Each fix closed a code path but left others open. DirtyClone’s demonstrated exploit centers on __pskb_copy_fclone() and skb_shift(); the broader CVE fix covers additional frag-transfer helpers where the same shared-frag flag could be lost. The underlying defect is a contract problem: every code path that moves skb fragments must preserve the shared-frag bit every time.
Hyunwoo Kim, the original DirtyFrag researcher, submitted a broader multi-site patch on May 16. The combined fix was merged on May 21 (commit 48f6a5356a33), assigned CVE-2026-43503 on May 23, and shipped in Linux v7.1-rc5 on May 24. The initial public exploit walkthrough appeared June 25 from JFrog Security Research.
Mitigation: patch now; fallbacks if you cannot
Install your distribution’s kernel update. The fix landed upstream in v7.1-rc5 and has been backported to stable and LTS branches; Ubuntu, Debian, and SUSE have published advisories and Red Hat maintains a Bugzilla tracking entry.
If you cannot patch immediately, two temporary controls reduce the attack surface. First, restrict unprivileged user namespaces — on Debian and Ubuntu set kernel.unprivileged_userns_clone=0 (other distributions use different mechanisms). Second, blacklist the esp4, esp6, and rxrpc kernel modules; this mitigates the IPsec and AFS attack paths but breaks those features and only works when the relevant code is a loadable module rather than built into the kernel. Both are stopgaps, not fixes.

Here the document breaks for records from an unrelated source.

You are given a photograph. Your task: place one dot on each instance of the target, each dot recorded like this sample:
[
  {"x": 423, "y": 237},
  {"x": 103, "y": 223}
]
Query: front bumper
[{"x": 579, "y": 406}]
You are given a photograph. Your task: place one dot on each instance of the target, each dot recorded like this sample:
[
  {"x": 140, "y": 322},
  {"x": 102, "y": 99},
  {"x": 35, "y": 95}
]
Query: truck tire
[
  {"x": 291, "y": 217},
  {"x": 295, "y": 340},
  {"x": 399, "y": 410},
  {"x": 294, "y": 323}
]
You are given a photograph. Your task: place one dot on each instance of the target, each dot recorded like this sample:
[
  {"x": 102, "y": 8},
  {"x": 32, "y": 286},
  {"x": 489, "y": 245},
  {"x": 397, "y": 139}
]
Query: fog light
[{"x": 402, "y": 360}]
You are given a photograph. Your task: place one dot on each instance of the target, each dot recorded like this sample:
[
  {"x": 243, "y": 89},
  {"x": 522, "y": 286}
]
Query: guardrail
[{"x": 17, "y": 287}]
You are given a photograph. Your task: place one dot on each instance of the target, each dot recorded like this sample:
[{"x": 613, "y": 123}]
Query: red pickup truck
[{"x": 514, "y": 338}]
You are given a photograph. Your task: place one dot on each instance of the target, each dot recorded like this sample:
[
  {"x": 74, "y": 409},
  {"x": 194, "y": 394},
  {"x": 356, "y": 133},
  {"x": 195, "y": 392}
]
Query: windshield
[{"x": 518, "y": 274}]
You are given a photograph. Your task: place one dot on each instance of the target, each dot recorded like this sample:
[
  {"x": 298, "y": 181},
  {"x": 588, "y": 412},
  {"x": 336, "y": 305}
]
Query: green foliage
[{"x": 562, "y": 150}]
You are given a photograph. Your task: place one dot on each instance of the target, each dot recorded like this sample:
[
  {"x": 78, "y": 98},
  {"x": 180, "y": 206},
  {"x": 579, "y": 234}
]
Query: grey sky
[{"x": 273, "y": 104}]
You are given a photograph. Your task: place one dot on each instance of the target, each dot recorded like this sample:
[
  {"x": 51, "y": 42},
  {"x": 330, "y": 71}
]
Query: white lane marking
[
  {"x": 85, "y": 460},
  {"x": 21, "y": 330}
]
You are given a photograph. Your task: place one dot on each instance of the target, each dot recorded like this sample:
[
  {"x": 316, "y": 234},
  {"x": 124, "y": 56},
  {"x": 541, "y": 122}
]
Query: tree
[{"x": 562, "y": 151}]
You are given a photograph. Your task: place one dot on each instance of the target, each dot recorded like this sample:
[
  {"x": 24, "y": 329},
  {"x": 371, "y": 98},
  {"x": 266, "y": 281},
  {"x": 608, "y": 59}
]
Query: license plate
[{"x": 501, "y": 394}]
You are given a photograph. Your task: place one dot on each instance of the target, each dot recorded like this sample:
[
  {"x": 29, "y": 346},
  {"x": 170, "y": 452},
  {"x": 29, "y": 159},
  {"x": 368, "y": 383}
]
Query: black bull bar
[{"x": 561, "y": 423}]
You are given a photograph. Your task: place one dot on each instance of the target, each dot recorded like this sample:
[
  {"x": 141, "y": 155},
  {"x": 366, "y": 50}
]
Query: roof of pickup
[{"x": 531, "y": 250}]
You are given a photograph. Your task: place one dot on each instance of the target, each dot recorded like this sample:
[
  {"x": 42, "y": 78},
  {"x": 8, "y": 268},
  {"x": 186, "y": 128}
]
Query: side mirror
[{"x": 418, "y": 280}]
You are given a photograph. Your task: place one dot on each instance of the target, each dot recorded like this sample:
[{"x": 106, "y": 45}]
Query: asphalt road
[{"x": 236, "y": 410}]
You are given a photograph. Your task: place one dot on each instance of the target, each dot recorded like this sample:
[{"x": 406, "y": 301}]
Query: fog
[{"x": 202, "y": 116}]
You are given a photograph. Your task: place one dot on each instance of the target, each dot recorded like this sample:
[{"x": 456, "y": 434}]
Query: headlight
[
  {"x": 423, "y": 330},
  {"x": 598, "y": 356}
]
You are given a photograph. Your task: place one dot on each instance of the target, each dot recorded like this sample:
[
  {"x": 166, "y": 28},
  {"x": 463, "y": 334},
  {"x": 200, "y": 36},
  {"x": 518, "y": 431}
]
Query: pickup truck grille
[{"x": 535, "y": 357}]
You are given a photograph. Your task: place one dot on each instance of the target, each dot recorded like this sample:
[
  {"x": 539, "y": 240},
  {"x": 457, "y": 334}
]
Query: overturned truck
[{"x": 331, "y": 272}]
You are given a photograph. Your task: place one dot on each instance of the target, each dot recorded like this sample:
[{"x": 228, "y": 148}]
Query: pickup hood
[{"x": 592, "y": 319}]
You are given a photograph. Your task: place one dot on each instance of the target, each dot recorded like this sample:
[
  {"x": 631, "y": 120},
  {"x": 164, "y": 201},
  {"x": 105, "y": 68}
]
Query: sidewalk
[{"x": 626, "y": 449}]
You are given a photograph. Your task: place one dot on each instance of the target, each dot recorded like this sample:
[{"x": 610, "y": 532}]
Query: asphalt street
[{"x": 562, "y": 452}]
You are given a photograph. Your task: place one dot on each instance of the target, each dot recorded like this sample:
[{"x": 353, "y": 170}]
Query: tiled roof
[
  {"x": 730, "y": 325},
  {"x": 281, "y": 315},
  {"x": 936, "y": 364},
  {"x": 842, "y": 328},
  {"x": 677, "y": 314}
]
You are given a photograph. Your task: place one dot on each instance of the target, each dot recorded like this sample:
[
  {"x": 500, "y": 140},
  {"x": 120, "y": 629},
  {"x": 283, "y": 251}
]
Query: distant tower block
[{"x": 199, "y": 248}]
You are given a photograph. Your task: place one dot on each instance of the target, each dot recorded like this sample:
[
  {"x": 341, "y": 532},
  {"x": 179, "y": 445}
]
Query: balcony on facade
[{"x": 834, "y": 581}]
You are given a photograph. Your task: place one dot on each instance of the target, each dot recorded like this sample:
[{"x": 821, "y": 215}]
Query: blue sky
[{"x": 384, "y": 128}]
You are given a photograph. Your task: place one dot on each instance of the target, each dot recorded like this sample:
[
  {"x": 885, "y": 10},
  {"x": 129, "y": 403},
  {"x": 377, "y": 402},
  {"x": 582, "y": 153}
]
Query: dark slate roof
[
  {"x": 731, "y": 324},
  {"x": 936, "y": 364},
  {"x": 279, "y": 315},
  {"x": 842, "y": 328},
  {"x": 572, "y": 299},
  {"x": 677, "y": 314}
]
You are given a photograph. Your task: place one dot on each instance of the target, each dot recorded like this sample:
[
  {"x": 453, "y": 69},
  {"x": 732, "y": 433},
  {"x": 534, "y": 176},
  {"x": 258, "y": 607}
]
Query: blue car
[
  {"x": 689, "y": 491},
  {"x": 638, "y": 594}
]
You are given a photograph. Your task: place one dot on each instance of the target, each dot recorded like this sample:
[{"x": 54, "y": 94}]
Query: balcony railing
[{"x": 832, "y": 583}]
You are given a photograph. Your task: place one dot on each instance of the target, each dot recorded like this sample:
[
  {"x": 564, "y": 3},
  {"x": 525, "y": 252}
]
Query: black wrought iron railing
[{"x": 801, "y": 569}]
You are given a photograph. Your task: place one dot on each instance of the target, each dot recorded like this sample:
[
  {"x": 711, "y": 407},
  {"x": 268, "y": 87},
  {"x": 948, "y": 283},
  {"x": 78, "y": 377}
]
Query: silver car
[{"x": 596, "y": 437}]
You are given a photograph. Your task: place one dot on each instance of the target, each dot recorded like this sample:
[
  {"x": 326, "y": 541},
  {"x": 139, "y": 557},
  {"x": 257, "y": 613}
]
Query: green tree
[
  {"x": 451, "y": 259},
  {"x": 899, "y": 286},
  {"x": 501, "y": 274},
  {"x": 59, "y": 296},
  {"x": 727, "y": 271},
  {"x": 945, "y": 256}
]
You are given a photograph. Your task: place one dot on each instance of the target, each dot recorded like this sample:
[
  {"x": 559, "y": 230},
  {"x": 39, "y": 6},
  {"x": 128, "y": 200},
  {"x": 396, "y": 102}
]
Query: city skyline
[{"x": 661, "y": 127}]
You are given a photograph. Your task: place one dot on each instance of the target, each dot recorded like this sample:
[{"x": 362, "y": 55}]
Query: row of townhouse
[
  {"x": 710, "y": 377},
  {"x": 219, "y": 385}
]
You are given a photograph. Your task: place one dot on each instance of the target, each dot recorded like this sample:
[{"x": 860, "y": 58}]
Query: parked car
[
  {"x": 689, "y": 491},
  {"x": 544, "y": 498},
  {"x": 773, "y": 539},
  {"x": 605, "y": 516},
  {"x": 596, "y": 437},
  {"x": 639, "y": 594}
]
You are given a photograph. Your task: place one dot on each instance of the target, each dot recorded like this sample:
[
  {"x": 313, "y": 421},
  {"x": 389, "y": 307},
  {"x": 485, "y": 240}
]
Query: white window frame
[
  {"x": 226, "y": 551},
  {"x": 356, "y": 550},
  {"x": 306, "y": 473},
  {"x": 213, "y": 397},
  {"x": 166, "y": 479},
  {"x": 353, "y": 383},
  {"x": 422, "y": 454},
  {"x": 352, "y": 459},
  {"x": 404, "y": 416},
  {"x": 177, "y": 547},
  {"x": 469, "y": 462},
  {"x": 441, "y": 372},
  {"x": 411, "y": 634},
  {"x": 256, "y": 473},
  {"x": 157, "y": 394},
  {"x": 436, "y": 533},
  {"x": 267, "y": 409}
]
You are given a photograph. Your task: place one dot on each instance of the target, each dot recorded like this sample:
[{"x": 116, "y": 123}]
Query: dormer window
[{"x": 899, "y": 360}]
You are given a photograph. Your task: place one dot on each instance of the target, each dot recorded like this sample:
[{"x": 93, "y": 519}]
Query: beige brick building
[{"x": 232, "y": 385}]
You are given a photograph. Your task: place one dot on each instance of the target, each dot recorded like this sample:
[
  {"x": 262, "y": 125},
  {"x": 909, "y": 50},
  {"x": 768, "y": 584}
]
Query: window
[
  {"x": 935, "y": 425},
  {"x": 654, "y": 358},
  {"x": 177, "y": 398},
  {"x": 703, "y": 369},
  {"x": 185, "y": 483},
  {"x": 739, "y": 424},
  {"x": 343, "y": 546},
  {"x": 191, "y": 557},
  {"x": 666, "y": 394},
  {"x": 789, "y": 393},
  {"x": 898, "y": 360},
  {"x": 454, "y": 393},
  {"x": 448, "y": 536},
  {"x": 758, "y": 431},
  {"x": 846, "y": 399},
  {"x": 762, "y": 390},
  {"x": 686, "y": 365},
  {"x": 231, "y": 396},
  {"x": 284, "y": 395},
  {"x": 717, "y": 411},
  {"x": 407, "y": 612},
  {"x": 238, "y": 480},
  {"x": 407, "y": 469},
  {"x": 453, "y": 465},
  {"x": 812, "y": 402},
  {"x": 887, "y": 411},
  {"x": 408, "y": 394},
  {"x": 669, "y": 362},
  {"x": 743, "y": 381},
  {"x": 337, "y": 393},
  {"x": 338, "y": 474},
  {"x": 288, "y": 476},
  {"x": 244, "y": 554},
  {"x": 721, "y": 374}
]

The DirtyFrag class is probably not finished: any function that moves fragment descriptors without propagating the shared-frag flag is a potential new CVE. Auditing should cover every path that touches skb_shinfo()->flags during fragment transfer.
DirtyClone demonstrates how a single dropped flag in the kernel’s zero-copy networking path can transform a performance optimization into a remote write primitive — and how quickly that primitive can yield full root on shared systems. If you operate multi-tenant or CI infrastructure, patching and careful namespace controls should be treated as immediate priorities.